V . Третье Посвяшение
Фалес Аргивянин —
присутствующим —
о Премудрости Вечно Юной
Девы-Матери — радоваться!
Теперь расскажу я вам о своём третьем Посвящении.
Шесть тысяч лет тому назад все тайные Святилища планеты Земля получили уведомление,
что Посвящённые второй степени, желающие принять третье Посвящение, должны собраться
в Тайной зале Белого Братства[73] в количестве двенадцати для подготовки к принятию
Великого Посвящения.
Меня призвал Великий Гераклит. Он возложил на меня свои руки и, заглядывая в мои глаза
своими огненными очами, сказал мне:
— Аргивянин, великий сын мой! Хочешь ли ты удостоиться Великого Посвящения?
— Да, — ответил я.
— Аргивянин! — продолжал Гераклит, и смутные черты заботы избороздили его лоб, —
Аргивянин, готов ли ты? Помни, что испытание на Великое Посвящение грозит ужасающими
последствиями для того, кто не выдержит его. Тот, кто не выдержит искуса, — тот лишается
всего, возвращается в качестве бедной первоначальной монады в человеческое стадо и
начинает всё сначала[74]. Таково наказание за гордость, не соответствующую знанию.
Поэтому я спрашиваю тебя: Аргивянин, готов ли ты? Я не хотел бы потерять тебя, любимый
сын мой, гордость Эллады!
— Не бойся, я готов, — ответил я. Опустил руки Гераклит.

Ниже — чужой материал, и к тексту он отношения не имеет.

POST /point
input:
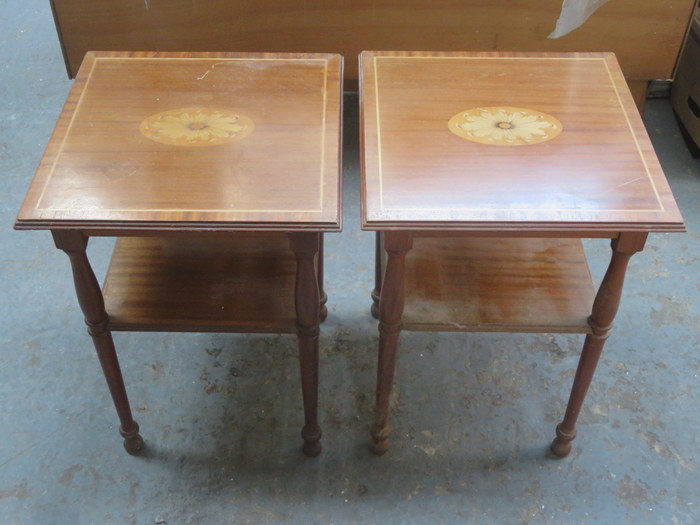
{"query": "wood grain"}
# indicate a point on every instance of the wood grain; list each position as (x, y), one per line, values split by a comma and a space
(497, 285)
(599, 174)
(202, 284)
(100, 171)
(646, 35)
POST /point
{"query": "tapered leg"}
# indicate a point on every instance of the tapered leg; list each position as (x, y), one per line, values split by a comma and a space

— Видишь, Аргивянин, Посвящение, принятое мною более сотни тысяч лет тому назад,
оставило во мне ещё много человеческого. Я полюбил тебя. Но нам не дано знать своего
будущего.
— Отец мой, я не боюсь ничего. Отпусти меня, и как я не посрамил тебя в подземном храме
Богини Изиды, так не посрамлю и теперь.
И я получил благословение Гераклита и отправился в Гималаи. В подземном зале
Гималайских чертогов я был встречен Тремя: Царём и Отцом планеты Эммельседеком,
закутанным в белый плащ Арраимом и вечным красавцем Гермесом. Нас было двенадцать, и
мы услышали речь Эммельседека:
Page 25/88
— Дети мои! Вы посылаетесь на испытание в иной мир[75], и там вам будут даны великие
задачи. Но там вы будете предоставлены только своей Мудрости, ибо небеса будут для вас
закрыты. Весь мир будет глух к вам, и только со своей Мудростью вы будете иметь дело. Я
говорю мало, дети мои, но вы меня понимаете. Готовы ли вы? Кто чувствует, что не готов,
пусть останется, ибо гибель неизбежна для невыдержавшего испытания и моё отцовское
сердце обольётся слезами.
Мы все молчали. Никто не признал себя неготовым.

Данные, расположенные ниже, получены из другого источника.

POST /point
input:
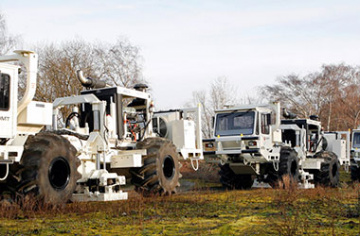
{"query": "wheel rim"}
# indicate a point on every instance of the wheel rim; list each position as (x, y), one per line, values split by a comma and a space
(334, 170)
(59, 173)
(168, 167)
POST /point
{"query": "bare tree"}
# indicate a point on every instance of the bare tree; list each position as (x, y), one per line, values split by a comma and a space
(117, 64)
(221, 93)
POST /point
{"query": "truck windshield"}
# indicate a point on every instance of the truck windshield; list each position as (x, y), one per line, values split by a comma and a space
(356, 140)
(235, 123)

Нас привели в храм, где было двенадцать каменных лож. Нам дали ароматного напитка,
окутали столь же ароматными чарами, и мы уснули сном магов, лёжа на этих мраморных
ложах. Когда мы проснулись, мы увидели себя почти в таком же храме, но странная картина
представилась нам: невиданные окна, украшенные цветами и странной живописью, алтарь,
не похожий на наш алтарь, тоже с какой-то странной живописью и с какими-то странными
письменами… Мы встали и подошли к окнам. Нашим глазам представилось дивное зрелище:
какие-то бесконечные дали, леса неведомой окраски; воды, отливающие серебром и
принимающие цвет золота у берегов… Нас окружали какие-то новые ароматы, слышались
какие-то таинственные звоны — то были звоны цветов, растущих у храма. И вот —
раскрылись двери, и перед нами оказался старик, тело которого прикрывала только повязка
вокруг бёдер, и сказал он нам:
— Царь и Отец планеты просит вас к себе…
Мы пошли, пошли дивным садом, где были невиданные нами до сих пор цветы, поющие и
звенящие, там пели фонтаны, их вода издавала дивную музыку. И вот мы пришли в ещё
более дивный зал, сооружённый из мрамора и нефрита, принявший нас в свои объятия.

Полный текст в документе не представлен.